Kate Mosse introduces Jenny Uglow as one of the UK’s leading biographers and historians, adding that one of the things that has always stood out is that in all her work the women are just as present as the men. Uglow’s latest book, In These Times, is about life in Britain during the Napoleonic Wars. It is essentially a crowd biography, based on diaries and letters, of the people left at home during 22 years of war. Since we were in Edinburgh Uglow had decided to focus on life in Scotland for the event. A great number of the troops fighting in the war were from Scottish regiments and thanks to some drawing that were published the image of the kilted highlander became one of heroism and celebrity. When they eventually returned home crowds came out to meet them and accompany them on their march up to Edinburgh Castle.
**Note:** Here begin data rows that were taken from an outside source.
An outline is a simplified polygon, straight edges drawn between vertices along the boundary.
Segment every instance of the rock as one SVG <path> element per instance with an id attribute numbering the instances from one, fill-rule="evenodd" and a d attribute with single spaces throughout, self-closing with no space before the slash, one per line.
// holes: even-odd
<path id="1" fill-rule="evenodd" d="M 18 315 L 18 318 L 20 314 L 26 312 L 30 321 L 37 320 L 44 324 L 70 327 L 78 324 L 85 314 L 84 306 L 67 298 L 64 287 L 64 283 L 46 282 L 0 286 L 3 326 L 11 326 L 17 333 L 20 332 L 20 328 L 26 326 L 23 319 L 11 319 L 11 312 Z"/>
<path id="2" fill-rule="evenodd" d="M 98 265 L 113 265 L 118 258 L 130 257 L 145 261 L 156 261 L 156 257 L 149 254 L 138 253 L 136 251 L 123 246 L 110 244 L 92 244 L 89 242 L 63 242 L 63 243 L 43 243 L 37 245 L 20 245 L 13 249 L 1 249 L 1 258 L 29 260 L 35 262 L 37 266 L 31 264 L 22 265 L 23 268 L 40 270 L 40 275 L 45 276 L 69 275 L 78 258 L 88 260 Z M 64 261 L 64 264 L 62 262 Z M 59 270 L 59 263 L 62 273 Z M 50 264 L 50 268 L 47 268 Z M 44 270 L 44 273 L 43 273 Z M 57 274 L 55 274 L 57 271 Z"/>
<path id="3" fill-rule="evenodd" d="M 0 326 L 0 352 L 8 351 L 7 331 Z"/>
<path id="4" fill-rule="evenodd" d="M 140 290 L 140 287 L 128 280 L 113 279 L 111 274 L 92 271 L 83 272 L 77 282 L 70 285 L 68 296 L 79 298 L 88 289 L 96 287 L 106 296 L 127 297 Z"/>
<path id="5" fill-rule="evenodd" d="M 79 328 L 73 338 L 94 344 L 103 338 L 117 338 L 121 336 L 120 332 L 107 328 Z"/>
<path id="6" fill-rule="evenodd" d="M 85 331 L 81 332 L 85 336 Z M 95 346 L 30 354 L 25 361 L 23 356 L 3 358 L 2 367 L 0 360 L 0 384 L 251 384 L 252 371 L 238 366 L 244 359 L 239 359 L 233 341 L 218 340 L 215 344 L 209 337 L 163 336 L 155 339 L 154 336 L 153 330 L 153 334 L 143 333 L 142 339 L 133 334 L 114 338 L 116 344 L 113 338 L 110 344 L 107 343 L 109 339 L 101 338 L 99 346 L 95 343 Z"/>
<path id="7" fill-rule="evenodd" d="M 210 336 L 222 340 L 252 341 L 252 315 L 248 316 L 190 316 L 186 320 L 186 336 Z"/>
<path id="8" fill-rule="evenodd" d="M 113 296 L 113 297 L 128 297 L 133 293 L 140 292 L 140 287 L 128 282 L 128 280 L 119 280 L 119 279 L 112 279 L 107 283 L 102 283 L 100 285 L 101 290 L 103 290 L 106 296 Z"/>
The Scots were also just as involved in the politics of the war as the English. In fact before the treason trials happened in London, Scotland had led the way in groups standing up to declare they supported the French Revolution and subsequently finding their views suppressed. Robert Burns and Sir Walter Scott had different reactions. Burns was privately a believer in the cause of the revolution and had many radical friends. However he was anxious about keeping money for his children and ensuring a pension, so publicly he remained patriotic. Scott’s brothers joined the army but as he was lame he had to wait for the formation of the Edinburgh Volunteer Light Dragoons before he could become involved himself.
Between the volunteers and the army were drafted militia, recruitment for which became a source of great resentment. When a call went out for 6,000 Scots to become militia there were riots, parish registers were torn up to prevent able bodied men being identified, and the recruiting squad were attacked. Scotland was a small country but it was pouring people into the war. Often, when they came home on leave, they did not want to return so the countryside filled up with men hiding from their drafted duties.
A great deal of building and development was also going on at the time. One man wrote of leaving Edinburgh when the New Town was floating in agricultural land and essentially ended at Charlotte Square, then returning to find the city had almost doubled in size and felt like an entirely different place. Glasgow was also racing to put up buildings, including St Andrew’s Chapel, which was built almost entirely by public subscription. There was a sense of industry creeping across the land, both to support the war and as a result on technological development. Iron works appeared, the Glasgow shipbuilding yards expanded, the first steamboat launched on the Clyde, cotton mills were opened, the nature and social structure of farming shifted.
Much of this industry boom was beneficial, and after the war Scots were invited to Russia, Poland and France to take the new technology there, but there was also a kind of war happening across the Highlands. The clearances began and there were discussions in Edinburgh of the need to ‘civilise’ the Highlands. Complaints also arose of the way Westminster had exploited and betrayed Scotland, demanding soldiers and then brutally evicting the veterans who had fought so hard.
The war also led to boom in local newspapers, which were densely packed with official dispatches and news from Westminster. However letters from those fighting began to erode the official news as they complained of the conditions they were living and fighting in and the quality of the food. The picture that emerges is one of a country deeply invested in the war but also deeply invested in itself and pushing for every possible development that it could manage.